DF: PT tem mais filiados e PSL é a sigla com maior crescimento

Na atualização dos cadastros realizada pelo TRE, Partido dos Trabalhadores no DF conta com mais de 23 mil associados. PSL subiu 205%

Giovanna Bembom/MetrópolesGiovanna Bembom/Metrópoles

atualizado 08/11/2019 23:54

Os partidos políticos brasileiros enviam aos Tribunais Regionais Eleitorais duas vezes ao ano, em abril e outubro, os cadastros atualizados de filiados. Depois, os dados são verificados e compilados pelo Tribunal Superior Eleitoral (TSE). O Metrópoles comparou os números no período de um ano, de outubro de 2018 a outubro de 2019. O Partido dos Trabalhadores (PT-DF) e o Partido Social Liberal (PSL-DF), do presidente Jair Bolsonaro, são dois destaques nessa análise.

O PT-DF atinge o topo da tabela pela primeira vez, após trabalho de formalização que o fez pular da sexta à primeira colocação em 18 meses.
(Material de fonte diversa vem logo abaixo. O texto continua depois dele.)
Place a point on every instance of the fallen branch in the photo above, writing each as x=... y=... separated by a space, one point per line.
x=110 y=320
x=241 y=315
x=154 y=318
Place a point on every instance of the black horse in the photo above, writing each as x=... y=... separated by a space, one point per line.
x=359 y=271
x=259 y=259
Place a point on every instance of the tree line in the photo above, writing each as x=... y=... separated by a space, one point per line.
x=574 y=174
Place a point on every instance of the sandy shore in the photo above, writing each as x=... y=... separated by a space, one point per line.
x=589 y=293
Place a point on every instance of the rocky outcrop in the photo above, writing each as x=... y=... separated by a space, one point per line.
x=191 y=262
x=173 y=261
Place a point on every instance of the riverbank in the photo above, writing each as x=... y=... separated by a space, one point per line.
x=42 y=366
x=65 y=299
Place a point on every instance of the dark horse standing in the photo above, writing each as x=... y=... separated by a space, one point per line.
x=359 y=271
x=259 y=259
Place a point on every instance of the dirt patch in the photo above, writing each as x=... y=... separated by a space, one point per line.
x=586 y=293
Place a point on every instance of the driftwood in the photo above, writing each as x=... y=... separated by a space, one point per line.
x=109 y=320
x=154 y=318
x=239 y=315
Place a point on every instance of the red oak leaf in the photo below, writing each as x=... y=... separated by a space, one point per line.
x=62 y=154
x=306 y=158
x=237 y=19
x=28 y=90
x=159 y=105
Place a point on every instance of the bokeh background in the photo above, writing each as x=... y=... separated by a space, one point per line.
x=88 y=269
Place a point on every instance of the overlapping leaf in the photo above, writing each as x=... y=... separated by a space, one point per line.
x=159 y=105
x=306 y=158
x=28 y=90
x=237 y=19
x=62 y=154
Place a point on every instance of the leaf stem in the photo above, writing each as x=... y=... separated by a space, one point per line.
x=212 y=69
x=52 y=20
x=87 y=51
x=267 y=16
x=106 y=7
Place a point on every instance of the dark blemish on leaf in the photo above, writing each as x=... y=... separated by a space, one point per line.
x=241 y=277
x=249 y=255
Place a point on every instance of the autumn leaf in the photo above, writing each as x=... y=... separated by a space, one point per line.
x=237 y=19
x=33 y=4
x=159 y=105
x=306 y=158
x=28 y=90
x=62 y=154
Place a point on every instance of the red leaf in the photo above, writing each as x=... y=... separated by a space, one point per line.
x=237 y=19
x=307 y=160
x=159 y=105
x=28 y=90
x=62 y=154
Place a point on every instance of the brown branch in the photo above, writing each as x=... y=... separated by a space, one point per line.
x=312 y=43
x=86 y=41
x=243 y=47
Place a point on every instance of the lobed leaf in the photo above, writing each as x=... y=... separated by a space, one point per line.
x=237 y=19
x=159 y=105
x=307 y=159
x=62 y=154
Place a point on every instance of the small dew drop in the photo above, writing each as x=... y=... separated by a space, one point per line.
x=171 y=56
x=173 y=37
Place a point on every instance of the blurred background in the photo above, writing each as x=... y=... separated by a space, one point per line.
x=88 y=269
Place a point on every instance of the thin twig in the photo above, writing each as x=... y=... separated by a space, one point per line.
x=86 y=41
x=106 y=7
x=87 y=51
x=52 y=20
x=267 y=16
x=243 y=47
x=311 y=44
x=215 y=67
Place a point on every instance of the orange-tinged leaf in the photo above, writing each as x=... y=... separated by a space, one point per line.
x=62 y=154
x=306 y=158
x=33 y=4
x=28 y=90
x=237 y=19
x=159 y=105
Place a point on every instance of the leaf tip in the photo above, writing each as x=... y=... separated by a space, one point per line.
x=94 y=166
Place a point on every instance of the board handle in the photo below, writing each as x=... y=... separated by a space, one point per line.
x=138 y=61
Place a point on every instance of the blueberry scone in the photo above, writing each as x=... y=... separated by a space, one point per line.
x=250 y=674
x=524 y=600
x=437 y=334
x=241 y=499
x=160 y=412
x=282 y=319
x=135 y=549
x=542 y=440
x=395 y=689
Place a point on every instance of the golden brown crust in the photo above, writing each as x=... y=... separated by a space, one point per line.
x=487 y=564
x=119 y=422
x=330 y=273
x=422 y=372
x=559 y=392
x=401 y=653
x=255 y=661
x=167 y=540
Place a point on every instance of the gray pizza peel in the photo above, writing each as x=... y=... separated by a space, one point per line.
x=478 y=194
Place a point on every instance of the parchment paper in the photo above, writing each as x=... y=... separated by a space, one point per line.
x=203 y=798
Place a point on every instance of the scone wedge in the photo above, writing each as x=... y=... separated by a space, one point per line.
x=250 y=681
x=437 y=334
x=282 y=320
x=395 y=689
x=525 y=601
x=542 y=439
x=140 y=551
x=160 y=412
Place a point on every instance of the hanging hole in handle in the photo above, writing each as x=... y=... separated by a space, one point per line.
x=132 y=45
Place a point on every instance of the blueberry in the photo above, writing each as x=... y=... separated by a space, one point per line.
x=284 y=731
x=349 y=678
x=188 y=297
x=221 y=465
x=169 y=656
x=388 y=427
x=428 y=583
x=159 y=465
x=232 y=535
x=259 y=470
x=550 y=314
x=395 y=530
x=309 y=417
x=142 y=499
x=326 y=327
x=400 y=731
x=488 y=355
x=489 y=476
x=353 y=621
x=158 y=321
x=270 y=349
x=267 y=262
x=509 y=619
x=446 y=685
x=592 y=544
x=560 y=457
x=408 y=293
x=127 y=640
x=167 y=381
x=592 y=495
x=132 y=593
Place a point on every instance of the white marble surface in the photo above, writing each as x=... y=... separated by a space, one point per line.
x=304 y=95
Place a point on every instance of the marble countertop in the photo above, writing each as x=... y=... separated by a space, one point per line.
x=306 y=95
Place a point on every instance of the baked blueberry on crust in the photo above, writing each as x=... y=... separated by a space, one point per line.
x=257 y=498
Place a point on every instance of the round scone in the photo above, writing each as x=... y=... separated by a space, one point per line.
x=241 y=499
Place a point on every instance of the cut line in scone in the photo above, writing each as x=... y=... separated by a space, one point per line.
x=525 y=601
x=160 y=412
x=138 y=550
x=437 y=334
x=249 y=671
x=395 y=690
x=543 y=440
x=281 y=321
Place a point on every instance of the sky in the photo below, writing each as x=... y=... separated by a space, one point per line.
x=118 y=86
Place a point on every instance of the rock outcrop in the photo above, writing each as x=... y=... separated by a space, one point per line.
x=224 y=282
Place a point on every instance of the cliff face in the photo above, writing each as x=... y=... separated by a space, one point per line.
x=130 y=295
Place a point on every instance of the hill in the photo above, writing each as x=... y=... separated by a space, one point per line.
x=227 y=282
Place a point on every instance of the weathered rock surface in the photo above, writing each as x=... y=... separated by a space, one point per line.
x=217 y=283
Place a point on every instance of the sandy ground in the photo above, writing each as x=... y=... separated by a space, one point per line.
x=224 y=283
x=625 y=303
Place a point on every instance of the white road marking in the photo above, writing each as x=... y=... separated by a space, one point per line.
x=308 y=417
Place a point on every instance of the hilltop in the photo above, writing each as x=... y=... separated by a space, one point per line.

No comparativo anual, são mais de 5 mil filiados suplementares, o maior contingente. Proporcionalmente, a distinção fica com o Partido Social Liberal (PSL), que viu triplicar o número de membros – saiu de 1.683 e agora tem 5.140.

A atualização dos cadastros é de responsabilidade dos partidos, e a data-limite há de ser respeitada, particularmente em ano eleitoral, quando a contagem do prazo de filiação precisa ser observada para os candidatos. Em 2018, no DF, trapalhadas burocráticas no PTB ameaçaram a eleição da distrital Jaqueline Silva, que teve que recorrer ao TSE.

O secretário de Organização do PT, Jacy Afonso, que acaba de ser eleito presidente da sigla, explica que o aumento se deve, em grande parte, à decisão de formalizar o cadastro junto ao TRE-DF, o que antes não era prioridade. Militante desde a legalização do grupo, em setembro de 1981, ele constata um aumento da mobilização dos jovens desde a campanha das eleições gerais de 2018.

“Os temas ‘Marielle’ e ‘Lula livre’, além do fortalecimento da oposição ao governo Bolsonaro, explicam o incremento tanto do PT quanto do PSol”, avalia Jacy, que toma posse em 7 de dezembro.

PSL

Deputada federal eleita em Brasília pelo PRP em 2018, Bia Kicis ingressou no PSL logo no início do mandato. Foi presidente interina da legenda até o mês passado, quando uma crise sacudiu o partido do presidente da República. Sobre a triplicação do número de filiados em 2019, ela declarou que “o crescimento se deu única e exclusivamente por causa do Bolsonaro”.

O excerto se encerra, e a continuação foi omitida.